Let's say I have a space $X$ with a function $d\colon X \times X \to \mathbb R$ that has the following 2 properties:
$d(x,y)\ge 0$ for all $x$, $y \in X$ and
$d(x,x) = 0$ for all $x$, $y \in X$.
The $d$-ball of radius $r$ centered at $x$ is defined as $B_r(x) = \{y \in X : d(x,y)< r\}$. We'll say the topological space $(X,T)$ is $d$-metrizable if there is a function $d$ such that $U$ is in $T$ if and only if for all $x$ in $U$ there exists a $d$-ball centered at $x$ which is contained in $U$.
I want to show by example that a space can be "$d$-metrizable", meaning it has the properties above, and separable but not second-countable.
Note: I realize that a regular metric space which is separable is second-countable. This one, however, is not and I need an example to show that.

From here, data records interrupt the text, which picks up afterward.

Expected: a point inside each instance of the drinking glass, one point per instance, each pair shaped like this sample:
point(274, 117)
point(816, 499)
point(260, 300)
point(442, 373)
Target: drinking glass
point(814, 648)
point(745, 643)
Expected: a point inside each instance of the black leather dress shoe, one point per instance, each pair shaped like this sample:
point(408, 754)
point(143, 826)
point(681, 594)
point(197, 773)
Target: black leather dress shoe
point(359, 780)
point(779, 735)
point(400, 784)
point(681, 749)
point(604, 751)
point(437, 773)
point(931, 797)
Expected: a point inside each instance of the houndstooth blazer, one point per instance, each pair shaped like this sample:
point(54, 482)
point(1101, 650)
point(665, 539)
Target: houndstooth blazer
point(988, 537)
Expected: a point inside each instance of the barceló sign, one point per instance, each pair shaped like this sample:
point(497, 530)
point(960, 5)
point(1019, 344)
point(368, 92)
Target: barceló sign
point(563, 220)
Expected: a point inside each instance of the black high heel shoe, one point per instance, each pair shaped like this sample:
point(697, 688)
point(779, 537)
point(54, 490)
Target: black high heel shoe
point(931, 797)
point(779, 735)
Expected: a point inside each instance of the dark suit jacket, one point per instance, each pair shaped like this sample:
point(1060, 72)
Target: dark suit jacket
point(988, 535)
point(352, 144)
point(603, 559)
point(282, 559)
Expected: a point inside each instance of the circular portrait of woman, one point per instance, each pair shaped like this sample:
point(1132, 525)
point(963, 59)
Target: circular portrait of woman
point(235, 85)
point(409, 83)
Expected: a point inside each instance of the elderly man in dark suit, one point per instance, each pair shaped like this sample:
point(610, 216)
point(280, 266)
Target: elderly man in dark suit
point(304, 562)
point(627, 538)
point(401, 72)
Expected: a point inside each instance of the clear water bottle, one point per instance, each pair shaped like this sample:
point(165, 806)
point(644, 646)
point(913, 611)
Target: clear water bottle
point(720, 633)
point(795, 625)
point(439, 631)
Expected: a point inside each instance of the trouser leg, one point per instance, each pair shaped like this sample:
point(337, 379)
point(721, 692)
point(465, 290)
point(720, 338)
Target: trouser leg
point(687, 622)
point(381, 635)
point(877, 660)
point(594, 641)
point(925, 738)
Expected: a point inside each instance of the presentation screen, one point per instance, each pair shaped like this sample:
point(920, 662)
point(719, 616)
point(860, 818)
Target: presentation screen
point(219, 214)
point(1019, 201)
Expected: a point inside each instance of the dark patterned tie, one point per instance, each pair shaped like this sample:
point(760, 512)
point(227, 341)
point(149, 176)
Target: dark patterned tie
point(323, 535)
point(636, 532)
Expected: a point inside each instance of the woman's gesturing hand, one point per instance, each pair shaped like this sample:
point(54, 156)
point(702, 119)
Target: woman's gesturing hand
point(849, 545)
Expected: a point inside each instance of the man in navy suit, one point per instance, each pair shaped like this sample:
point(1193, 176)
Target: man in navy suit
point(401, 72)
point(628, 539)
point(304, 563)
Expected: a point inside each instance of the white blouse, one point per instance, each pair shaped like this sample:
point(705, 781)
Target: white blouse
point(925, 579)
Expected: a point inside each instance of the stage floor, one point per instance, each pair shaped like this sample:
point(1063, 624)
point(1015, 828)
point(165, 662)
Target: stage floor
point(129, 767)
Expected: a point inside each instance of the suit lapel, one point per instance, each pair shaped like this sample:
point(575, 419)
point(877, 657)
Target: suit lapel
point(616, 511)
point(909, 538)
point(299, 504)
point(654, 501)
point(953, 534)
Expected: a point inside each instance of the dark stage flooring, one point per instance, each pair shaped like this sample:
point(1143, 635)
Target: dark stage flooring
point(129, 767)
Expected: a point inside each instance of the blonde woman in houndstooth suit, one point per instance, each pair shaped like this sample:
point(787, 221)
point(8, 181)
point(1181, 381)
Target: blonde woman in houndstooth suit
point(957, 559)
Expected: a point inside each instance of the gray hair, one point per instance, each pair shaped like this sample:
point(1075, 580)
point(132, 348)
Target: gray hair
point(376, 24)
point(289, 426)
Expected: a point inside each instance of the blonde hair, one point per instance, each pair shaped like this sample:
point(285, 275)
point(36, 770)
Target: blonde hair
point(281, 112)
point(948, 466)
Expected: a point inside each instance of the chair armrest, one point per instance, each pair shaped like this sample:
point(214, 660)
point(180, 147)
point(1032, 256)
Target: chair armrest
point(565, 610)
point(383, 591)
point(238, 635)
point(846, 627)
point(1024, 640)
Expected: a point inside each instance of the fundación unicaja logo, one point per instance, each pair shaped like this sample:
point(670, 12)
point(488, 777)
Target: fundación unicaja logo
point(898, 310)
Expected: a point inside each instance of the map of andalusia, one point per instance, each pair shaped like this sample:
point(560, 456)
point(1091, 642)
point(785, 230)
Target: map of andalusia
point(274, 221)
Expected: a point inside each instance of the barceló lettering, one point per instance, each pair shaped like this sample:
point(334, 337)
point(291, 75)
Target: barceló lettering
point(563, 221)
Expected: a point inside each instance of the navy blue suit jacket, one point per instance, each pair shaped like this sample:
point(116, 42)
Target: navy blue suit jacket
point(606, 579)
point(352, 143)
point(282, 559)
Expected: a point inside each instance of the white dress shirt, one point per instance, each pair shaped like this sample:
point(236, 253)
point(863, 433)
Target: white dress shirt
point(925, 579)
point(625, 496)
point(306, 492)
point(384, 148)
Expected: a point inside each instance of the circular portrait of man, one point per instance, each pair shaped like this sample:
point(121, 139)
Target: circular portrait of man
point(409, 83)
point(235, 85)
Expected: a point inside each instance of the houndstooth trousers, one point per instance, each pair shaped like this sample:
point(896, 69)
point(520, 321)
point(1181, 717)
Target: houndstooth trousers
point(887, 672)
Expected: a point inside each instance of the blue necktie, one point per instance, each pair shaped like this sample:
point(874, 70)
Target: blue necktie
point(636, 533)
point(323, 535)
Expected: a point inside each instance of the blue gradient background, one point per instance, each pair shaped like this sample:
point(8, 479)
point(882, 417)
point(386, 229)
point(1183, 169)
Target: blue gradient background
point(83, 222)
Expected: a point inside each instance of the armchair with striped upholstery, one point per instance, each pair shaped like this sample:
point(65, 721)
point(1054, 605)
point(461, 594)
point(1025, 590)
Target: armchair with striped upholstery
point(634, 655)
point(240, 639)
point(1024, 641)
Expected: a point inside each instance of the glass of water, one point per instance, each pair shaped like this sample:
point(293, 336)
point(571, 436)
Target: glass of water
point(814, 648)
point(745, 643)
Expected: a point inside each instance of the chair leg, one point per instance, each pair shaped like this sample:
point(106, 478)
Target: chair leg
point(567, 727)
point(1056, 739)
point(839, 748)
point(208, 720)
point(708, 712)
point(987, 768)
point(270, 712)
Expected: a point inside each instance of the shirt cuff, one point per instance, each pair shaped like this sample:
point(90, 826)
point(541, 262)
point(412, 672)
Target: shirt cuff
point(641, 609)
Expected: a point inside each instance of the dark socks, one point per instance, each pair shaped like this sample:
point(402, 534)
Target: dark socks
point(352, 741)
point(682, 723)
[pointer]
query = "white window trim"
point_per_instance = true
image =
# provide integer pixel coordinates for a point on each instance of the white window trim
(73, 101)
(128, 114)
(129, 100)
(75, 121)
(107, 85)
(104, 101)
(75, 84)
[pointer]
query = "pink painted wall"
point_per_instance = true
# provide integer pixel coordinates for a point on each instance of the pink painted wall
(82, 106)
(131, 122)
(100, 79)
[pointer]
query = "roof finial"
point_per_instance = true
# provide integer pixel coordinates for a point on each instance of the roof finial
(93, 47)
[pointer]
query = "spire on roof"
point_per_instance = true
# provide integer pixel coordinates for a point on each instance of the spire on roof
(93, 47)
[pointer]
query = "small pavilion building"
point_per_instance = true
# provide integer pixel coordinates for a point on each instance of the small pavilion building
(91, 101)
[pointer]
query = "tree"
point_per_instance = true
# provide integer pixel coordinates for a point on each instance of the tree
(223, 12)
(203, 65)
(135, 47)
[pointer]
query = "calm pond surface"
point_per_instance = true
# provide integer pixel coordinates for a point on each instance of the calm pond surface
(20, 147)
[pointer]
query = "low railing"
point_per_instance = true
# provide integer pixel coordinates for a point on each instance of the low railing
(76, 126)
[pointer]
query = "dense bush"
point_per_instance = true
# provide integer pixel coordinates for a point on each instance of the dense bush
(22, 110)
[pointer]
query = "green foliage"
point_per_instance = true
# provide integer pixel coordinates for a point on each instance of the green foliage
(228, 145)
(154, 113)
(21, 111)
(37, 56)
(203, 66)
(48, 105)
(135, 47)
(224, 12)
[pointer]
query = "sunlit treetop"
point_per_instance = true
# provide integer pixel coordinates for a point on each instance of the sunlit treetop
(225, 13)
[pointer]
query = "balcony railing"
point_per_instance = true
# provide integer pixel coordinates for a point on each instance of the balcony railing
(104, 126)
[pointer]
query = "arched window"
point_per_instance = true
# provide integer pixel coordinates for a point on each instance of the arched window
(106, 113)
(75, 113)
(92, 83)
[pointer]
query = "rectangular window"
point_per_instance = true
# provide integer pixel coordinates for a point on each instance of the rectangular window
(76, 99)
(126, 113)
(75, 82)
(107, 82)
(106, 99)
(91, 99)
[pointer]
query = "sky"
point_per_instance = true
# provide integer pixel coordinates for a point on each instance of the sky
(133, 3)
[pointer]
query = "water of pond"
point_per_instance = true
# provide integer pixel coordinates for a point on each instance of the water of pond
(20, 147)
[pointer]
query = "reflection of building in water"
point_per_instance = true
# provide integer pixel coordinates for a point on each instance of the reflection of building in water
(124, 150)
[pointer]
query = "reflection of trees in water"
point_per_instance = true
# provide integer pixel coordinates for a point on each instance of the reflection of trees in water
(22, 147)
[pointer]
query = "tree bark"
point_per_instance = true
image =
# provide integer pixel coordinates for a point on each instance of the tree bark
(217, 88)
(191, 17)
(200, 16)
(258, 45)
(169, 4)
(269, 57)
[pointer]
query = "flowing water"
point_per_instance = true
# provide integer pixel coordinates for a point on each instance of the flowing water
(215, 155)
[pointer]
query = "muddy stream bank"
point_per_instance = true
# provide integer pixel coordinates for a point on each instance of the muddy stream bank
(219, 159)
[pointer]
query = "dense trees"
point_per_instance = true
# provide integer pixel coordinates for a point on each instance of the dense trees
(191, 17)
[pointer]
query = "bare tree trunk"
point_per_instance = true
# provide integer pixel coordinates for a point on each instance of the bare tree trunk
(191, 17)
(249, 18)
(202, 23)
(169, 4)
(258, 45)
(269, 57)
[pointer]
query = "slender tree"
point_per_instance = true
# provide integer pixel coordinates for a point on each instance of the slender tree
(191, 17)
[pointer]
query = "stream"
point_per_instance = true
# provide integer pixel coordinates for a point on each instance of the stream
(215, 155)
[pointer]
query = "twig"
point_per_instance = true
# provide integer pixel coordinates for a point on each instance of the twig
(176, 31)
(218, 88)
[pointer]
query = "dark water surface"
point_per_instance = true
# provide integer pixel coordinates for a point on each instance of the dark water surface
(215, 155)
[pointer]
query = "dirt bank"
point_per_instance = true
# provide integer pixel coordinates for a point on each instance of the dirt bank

I also need to show that a spaces which are d-metrizable are sequential. It's a long question, I realize. Thank you for your help.
Define
$$d:\Bbb R\times\Bbb R\to\Bbb R:\langle x,y\rangle\mapsto\begin{cases} x-y,&\text{if }x\ge y\\ 1,&\text{if }x<y\;. \end{cases}$$
For $\epsilon\le 1$ we have
$$\{y\in\Bbb R:d(x,y)<\epsilon\}=[x,x+\epsilon)\;,$$
so this generates the topology of the Sorgenfrey line, also known as the lower-limit topology. This space is separable, since the rationals are dense, but it’s not second countable. (By the way, $d$ even satisfies the triangle inequality.)